There are a lot of surgeries out there to correct hearing. I’ve had one on my right ear. I was eight; I thought I was making my left ear better. The surgery failed and took my right ear from moderate, to profound. Granted, the loss was not overnight, but the surgery did weaken the ear enough to cause future damage. Yet in some ways I am happy I’ve had the surgery. Unlike most people I have one less bone in my body. The incus, the second smallest bone in the body, is sitting in my living room, glued onto a piece of paper mapping where it used to be in my ear. Luckily no one has yet to suggest that I put the bone back in.

It took me many years, but I am happy with who I am. On the inside. On the outside I’d still like to return those 20 pounds back to the refrigerator. Yet people still ask me if I can get surgery to improve my hearing. The key word here is “can,” they assume I want to be fixed. Luckily there is no surgery out there that works for me. The controversial cochlear implant is for someone with far less hearing than me (my left ear, sans its hearing aid, is still listening to hum of the air conditioner in the background) and I don’t see ENT doctors frequently enough to have to field off any mentions of surgery.
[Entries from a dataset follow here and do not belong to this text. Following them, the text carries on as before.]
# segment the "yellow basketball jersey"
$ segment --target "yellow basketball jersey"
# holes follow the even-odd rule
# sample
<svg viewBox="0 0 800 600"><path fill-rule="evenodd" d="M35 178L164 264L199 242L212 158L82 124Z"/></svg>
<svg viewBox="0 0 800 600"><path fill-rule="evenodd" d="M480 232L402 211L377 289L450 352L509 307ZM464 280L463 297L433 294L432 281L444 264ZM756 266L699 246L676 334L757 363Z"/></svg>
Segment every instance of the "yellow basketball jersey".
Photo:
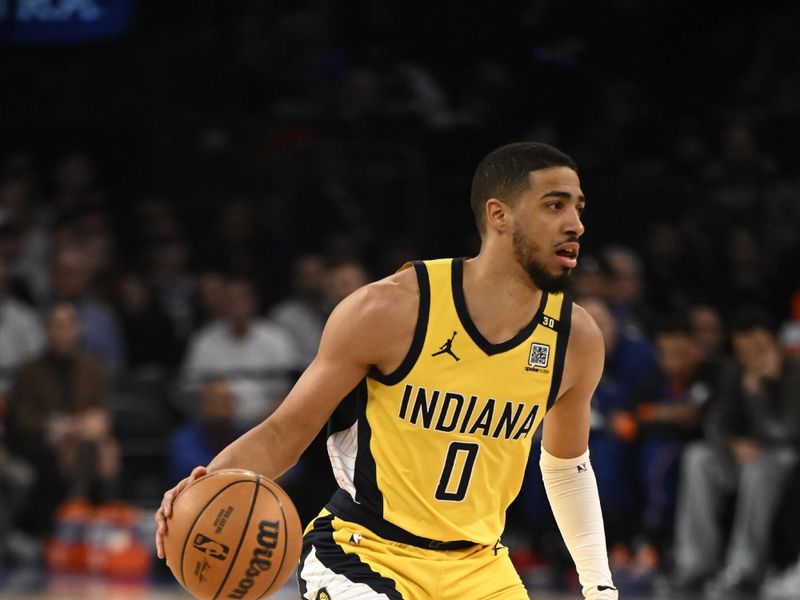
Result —
<svg viewBox="0 0 800 600"><path fill-rule="evenodd" d="M572 303L542 292L531 322L492 344L470 319L463 261L412 263L420 305L408 355L393 373L372 369L337 408L328 453L364 514L424 538L493 544L558 393Z"/></svg>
Don’t get me wrong; some people want to be fixed. And if they want it then they should be fixed. I have a friend who recently got a cochlear implant and is thrilled. I couldn’t be happier for her. What bothers me is a story I saw on the news. I missed most of the story, and the captioning was scrambled, but apparently some family flew to Massachusetts to have their baby implanted. My view is against the implant but I don’t doubt the family their decision and this may very well be the right choice for them. But I can’t help but feel like the spotted eagle. I can’t help but feel like me and my kind are going to be extinct.

Perfection has its drawbacks. If we can’t accept someone in a wheel chair, walking with a cane, talking with their hands, then how are we supposed to accept one another? How are we supposed to move forward as an open-minded society? The more we fix the more problems we will face. Soon we will back to fixing religion and skin color. It’s only a matter of time before the wheel spins full circle.

When people meet me and find out I have hearing loss they feel bad for me. Yet my ears have got me where I am today. My first post-college job was directly related to my hearing loss, and I worked with clients with a hearing loss. That lead me to move into elder services since so many have a hearing loss. I can relate to others with a hearing loss on a one-on-one basis. So don’t feel bad for me. I am proud of my ears, even the left one that just decided to kick into tintinitus at this moment (we’ll duke it out later).

This brings me back to the “fix me” epidemic. Doctors take one look at me and they want to find a cure for my ears. We are so concentrated on fixing things to our own vision of perfection that we don’t take the time to pause, step back, and see what that person wants. Maybe the lady in the corner with the big nose likes her nose? Maybe the gentleman in the wheelchair is proud of his accomplishments? Maybe the obese woman enjoys being cuddly? And maybe this author enjoys the fact that her ears are less than perfect? Maybe we all need to find out own realm of “less then perfect”. I can assure you that it is a lot better than mere perfection itself.